In letzter Zeit habe ich einen Trend beobachtet: Der Markt ist wieder bereit, der „Hard-Tech-Lieferketten“ ein bisschen Geduld zu geben.

Das sind nicht unbedingt die Papiere, die sofort abheben, nur weil man eine Story erzählt. Vielmehr sind es Unternehmen, die in der Kette der industriellen Umrüstung stecken und bei einer emotionalen Erholung eher wieder hervorgeholt werden.

$LITE Ich bin jetzt eher bullisch eingestellt.

Nicht weil es heute besonders stark läuft, sondern weil es sich fast gar nicht bewegt: Innerhalb von 24 Stunden ist es nur leicht um 0,25% gefallen, und der Kurs pendelt im Bereich zwischen $890.01 und $897.99.

Diese Bewegungsart erinnert mich an etwas.

So, als ob erst einmal Geld kommt, um sich einen Platz zu sichern, aber noch nicht der Punkt erreicht ist, an dem die Emotionen komplett zünden.

Ich habe beim Handeln mit Kontrakten schon zu viele Fehler gemacht. Wenn ich sehe, dass ein Papier in einer geraden Linie hochzieht, traue ich mich es eher weniger anzufassen.

Wie $LITE : Auf der Perp-Seite liegt das gehandelte Volumen bereits bei $2.21M USDT, Open Interest bei 11,299 Kontrakten, aber die Funding-Rate ist immer noch +0.0000%. Das zeigt, dass Longs und Shorts noch nicht in extreme Positionen gedrängt sind und es noch nicht diesen Geschmack von einseitigem Hinterherjagen gibt.
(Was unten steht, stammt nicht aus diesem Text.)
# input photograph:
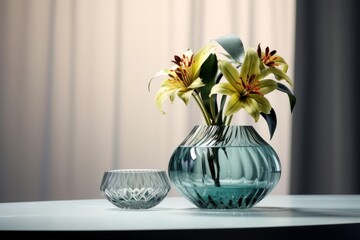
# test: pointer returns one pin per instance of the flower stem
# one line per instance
(202, 108)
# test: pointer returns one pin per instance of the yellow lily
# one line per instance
(183, 78)
(271, 63)
(245, 88)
Das ist für mich ein wichtiger Punkt.

Wenn ich Gründe nennen soll, warum ich es anschaue: Erstens ist die Branche nicht tot.
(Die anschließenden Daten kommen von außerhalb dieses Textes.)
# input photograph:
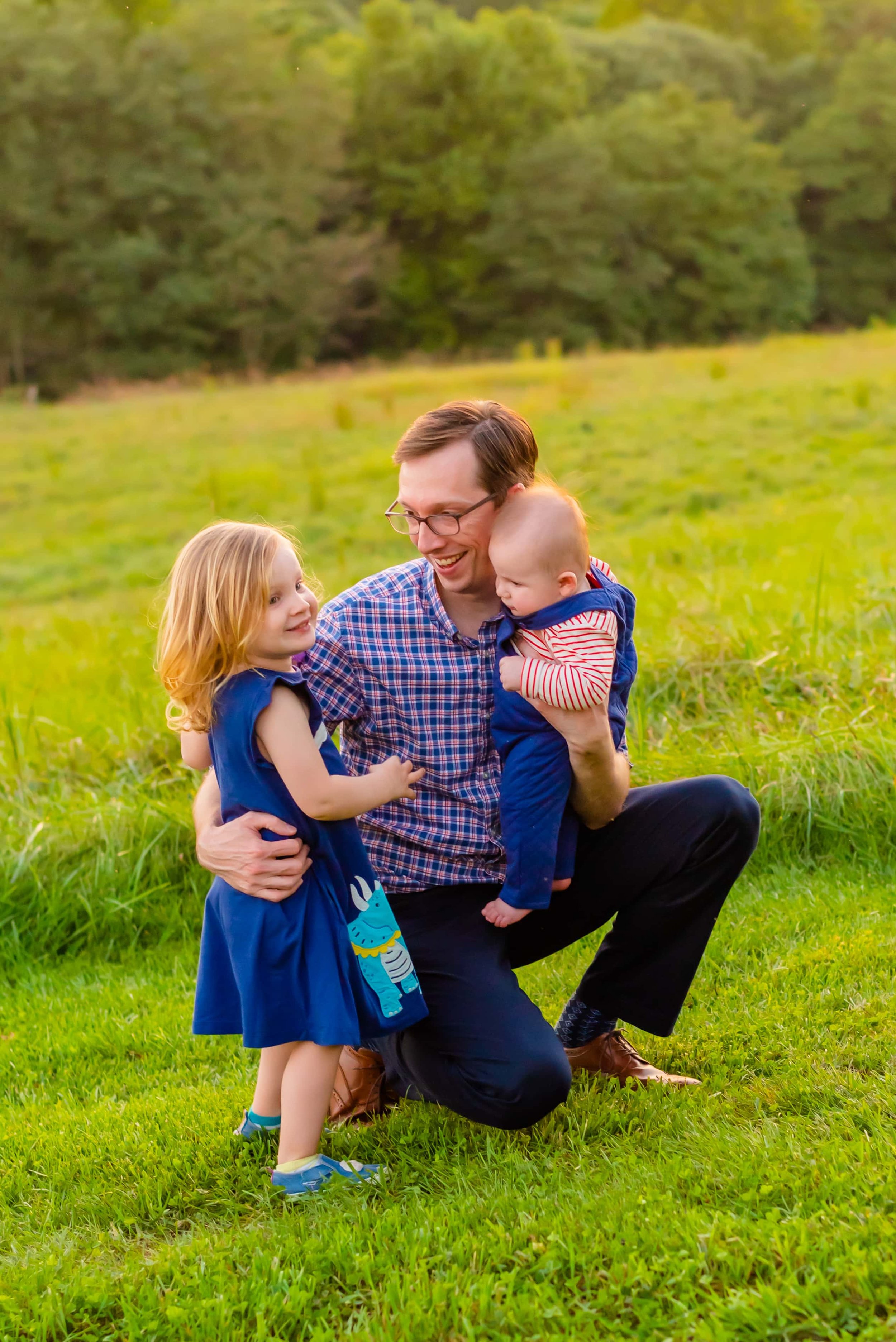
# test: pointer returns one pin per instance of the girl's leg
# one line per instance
(306, 1089)
(270, 1079)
Bei Unternehmen in den Segmenten Optokommunikation, Konnektivität und Rechenzentrums-Infrastruktur ist selbst wenn die kurzfristige Begeisterung mal hoch und mal runter geht, in dem Moment, in dem der Markt weiter in Richtung höhere Bandbreite, mehr Datenvolumen und dichterem Rechen-„Wettbewerb“ drückt, die Chance groß, dass der obere und mittlere Teil der Kette neu bewertet wird.

Zweitens: Wie es sich gerade für mich anfühlt – nicht wie ein emotionaler Hochpunkt.

Viele Papiere, bevor sie wirklich steigen, sind auf dem Orderbuch nicht besonders lebendig; manchmal wirken sie sogar ein bisschen langweilig.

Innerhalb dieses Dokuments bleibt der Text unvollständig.